George no dijo nada.
-Te lo diré –dijo Max-. Vamos a matar al sueco. ¿Conoces a ese sueco grande llamado Ole
Andreson?
-Sí
-Viene a cenar aquí todas las noches, ¿no es cierto?
-A veces.
-Y viene a las seis, ¿no?
-Sí
-Sabemos todo eso, muchacho vivo –dijo max-. Hablemos de otra cosa. ¿Va usted al cine?
-De vez en cuando.
-Debería ir más al cine. Las películas son algo muy bueno para un vivo.
-¿Por qué quieren matar a Ole Andreson? ¿Qué les hizo?
-Nunca tuvo oportunidad de hacernos nada. No nos ha visto nunca.
-Y nos va a ver una sola vez –dijo Al desde la cocina.
-¿Y por qué lo van a matar entonces?
-Por un amigo. Sólo para vengar a un amigo, vivo.

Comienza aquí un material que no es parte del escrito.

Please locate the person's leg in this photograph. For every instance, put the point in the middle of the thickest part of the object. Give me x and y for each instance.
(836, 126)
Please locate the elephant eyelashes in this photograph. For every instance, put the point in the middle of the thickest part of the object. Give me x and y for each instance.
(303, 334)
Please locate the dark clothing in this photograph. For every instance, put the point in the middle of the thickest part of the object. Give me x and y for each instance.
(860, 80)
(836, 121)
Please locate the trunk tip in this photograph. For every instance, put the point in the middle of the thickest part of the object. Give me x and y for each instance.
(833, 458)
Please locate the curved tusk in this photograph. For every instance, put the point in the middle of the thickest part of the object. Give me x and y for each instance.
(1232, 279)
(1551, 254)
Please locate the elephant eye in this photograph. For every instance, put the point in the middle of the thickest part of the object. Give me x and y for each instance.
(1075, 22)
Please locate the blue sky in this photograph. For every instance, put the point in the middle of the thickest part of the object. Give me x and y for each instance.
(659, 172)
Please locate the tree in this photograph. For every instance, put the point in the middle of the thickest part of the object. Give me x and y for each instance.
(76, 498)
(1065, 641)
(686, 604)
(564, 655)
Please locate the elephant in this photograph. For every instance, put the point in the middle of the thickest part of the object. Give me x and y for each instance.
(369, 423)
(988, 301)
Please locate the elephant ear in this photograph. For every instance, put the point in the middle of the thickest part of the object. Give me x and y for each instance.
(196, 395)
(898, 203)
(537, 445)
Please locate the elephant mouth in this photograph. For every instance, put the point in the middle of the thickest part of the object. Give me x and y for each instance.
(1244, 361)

-¡Cállate! –gritó Al-. Hablas demasiado.
-Bueno, es para divertir al muchacho. ¿No es cierto?
George miró el reloj.
-Si entra alguien diga que el cocinero se ha ido, y si quiere quedarse le dice que se cocine
él mismo. ¿Entendido, vivo?
-Está bien –dijo George-. ¡Y qué harán con nosotros después?

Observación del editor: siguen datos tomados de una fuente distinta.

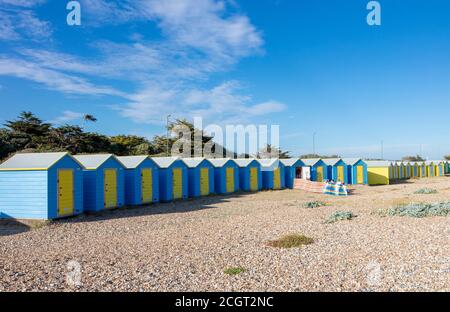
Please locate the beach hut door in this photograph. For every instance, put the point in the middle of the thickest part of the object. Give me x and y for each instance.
(204, 181)
(65, 192)
(110, 176)
(177, 182)
(359, 175)
(276, 179)
(147, 186)
(230, 180)
(253, 179)
(319, 174)
(341, 174)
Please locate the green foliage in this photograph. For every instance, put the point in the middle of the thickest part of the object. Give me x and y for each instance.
(339, 216)
(425, 191)
(314, 204)
(234, 270)
(28, 133)
(291, 241)
(419, 210)
(312, 156)
(413, 158)
(272, 152)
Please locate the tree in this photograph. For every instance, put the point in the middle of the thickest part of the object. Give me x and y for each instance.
(413, 158)
(27, 131)
(128, 145)
(311, 156)
(272, 152)
(5, 146)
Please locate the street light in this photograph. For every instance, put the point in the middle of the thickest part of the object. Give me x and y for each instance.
(167, 138)
(314, 143)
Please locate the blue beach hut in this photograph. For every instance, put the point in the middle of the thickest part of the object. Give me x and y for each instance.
(250, 176)
(273, 174)
(357, 171)
(103, 182)
(201, 176)
(319, 169)
(226, 175)
(337, 169)
(141, 180)
(41, 186)
(292, 170)
(173, 178)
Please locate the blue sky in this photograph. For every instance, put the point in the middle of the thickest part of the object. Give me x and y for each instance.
(308, 66)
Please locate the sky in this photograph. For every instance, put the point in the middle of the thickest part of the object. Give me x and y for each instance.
(307, 66)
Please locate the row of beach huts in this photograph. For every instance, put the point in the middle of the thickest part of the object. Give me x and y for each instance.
(55, 185)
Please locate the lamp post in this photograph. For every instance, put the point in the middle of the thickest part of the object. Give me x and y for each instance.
(314, 143)
(167, 138)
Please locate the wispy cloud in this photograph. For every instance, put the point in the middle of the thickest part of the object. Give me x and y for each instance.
(223, 103)
(53, 79)
(19, 22)
(67, 116)
(198, 39)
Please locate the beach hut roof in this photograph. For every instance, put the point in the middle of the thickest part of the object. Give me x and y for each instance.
(32, 161)
(331, 161)
(132, 162)
(165, 162)
(351, 161)
(94, 161)
(244, 162)
(311, 161)
(193, 162)
(219, 162)
(378, 163)
(289, 161)
(269, 162)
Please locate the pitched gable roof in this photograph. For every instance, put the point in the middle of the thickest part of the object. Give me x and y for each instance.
(290, 161)
(219, 162)
(244, 162)
(311, 161)
(164, 162)
(331, 161)
(193, 162)
(131, 162)
(95, 160)
(32, 161)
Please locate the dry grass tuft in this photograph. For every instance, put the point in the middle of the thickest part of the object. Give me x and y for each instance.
(234, 270)
(291, 241)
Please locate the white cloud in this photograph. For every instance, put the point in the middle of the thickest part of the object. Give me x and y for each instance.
(199, 38)
(17, 23)
(68, 116)
(22, 3)
(52, 79)
(224, 103)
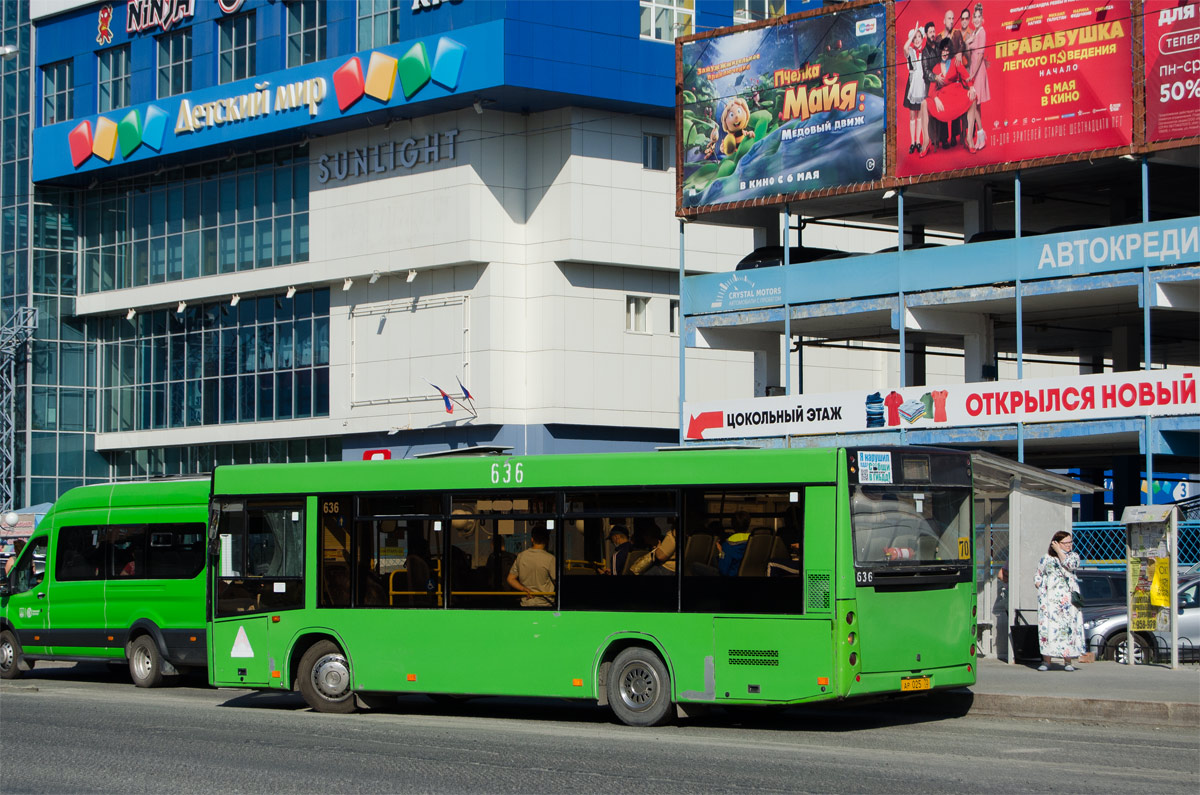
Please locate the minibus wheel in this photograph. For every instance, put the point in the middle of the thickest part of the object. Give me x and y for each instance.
(325, 679)
(10, 656)
(145, 662)
(640, 688)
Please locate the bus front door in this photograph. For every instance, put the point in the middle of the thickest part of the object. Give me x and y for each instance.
(28, 603)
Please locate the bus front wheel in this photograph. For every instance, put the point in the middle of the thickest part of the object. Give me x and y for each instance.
(325, 679)
(640, 688)
(145, 662)
(10, 656)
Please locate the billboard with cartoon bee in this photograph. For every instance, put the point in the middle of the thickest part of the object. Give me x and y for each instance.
(784, 108)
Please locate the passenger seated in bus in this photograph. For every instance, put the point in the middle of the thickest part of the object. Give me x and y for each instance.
(533, 572)
(661, 559)
(621, 548)
(646, 533)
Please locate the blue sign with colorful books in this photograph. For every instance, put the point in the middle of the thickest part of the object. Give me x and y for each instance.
(371, 81)
(785, 108)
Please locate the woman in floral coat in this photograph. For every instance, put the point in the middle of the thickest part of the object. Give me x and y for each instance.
(1060, 622)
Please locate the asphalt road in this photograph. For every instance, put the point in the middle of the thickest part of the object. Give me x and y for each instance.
(84, 729)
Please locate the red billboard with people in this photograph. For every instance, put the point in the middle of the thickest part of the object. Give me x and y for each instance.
(987, 83)
(1173, 69)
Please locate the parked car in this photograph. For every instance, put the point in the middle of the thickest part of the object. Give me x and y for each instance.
(1105, 626)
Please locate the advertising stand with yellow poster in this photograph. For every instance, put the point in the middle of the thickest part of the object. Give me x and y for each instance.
(1152, 556)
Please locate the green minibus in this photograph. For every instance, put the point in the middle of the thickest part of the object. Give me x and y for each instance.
(670, 579)
(112, 573)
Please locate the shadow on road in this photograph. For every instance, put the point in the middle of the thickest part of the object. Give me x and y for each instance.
(825, 718)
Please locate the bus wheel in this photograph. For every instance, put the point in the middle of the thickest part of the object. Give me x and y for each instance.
(640, 688)
(10, 656)
(144, 662)
(325, 679)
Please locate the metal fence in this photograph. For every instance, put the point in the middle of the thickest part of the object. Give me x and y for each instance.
(1099, 544)
(1102, 543)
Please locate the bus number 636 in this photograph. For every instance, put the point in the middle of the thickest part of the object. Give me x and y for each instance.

-Eso depende –dijo Max-. Es algo que sabrás cuando llegue el momento.
George volvió a mirar el reloj. Eran las seis y cuarto. Se abrió la puerta de la calle y entró
un chófer.
-Hola George –dijo-. ¿Hay comida?
-Sam se ha ido. Volverá en media hora.
-Entonces, volveré.
George miró el reloj. Ahora eran seis y veinte.
-Muy bien, vivo –dijo Max-. Eres un caballero.

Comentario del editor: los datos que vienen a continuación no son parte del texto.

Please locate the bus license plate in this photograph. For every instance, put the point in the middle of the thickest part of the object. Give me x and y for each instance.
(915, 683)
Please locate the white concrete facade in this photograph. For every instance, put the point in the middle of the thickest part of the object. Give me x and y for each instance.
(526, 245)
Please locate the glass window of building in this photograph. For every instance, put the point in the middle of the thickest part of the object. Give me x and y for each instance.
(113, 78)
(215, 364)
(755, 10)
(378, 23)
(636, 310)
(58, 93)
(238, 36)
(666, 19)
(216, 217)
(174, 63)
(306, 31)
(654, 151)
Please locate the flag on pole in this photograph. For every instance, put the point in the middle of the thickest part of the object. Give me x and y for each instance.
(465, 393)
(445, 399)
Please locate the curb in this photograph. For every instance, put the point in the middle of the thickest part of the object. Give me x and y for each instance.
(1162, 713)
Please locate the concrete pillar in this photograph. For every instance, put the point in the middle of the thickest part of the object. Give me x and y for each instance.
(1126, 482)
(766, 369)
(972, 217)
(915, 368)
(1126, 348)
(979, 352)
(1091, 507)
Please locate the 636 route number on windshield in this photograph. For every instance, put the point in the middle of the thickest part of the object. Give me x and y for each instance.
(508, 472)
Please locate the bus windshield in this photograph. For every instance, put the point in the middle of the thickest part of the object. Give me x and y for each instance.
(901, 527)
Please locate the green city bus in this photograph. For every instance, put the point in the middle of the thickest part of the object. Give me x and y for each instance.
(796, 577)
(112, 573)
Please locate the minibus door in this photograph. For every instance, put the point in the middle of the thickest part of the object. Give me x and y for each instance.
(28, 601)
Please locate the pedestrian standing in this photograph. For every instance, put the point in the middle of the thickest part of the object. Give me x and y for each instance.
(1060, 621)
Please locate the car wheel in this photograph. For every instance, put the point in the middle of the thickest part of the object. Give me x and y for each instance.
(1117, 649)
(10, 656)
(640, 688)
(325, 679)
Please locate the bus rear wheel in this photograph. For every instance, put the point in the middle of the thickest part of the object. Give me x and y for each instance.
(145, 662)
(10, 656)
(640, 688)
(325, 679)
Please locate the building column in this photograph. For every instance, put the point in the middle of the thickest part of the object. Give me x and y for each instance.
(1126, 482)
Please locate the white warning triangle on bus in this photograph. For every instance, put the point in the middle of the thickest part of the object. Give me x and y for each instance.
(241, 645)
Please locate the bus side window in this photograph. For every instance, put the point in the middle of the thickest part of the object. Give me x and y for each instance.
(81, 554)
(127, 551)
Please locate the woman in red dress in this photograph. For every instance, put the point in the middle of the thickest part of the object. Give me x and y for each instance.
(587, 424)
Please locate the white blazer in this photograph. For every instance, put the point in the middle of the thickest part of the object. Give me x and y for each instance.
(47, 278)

-Sabía que le volaría la cabeza –dijo Al.
-No –dijo Max-. No da para tanto. El muchacho es bueno, me gusta.
A las seis y media George dijo: “No viene”.
Otras dos personas habían entrado en el restaurante. En una ocasión George fue a la cocina
a hacer un sándwich de jamón con huevos para un hombre que quería llevarlo consigo.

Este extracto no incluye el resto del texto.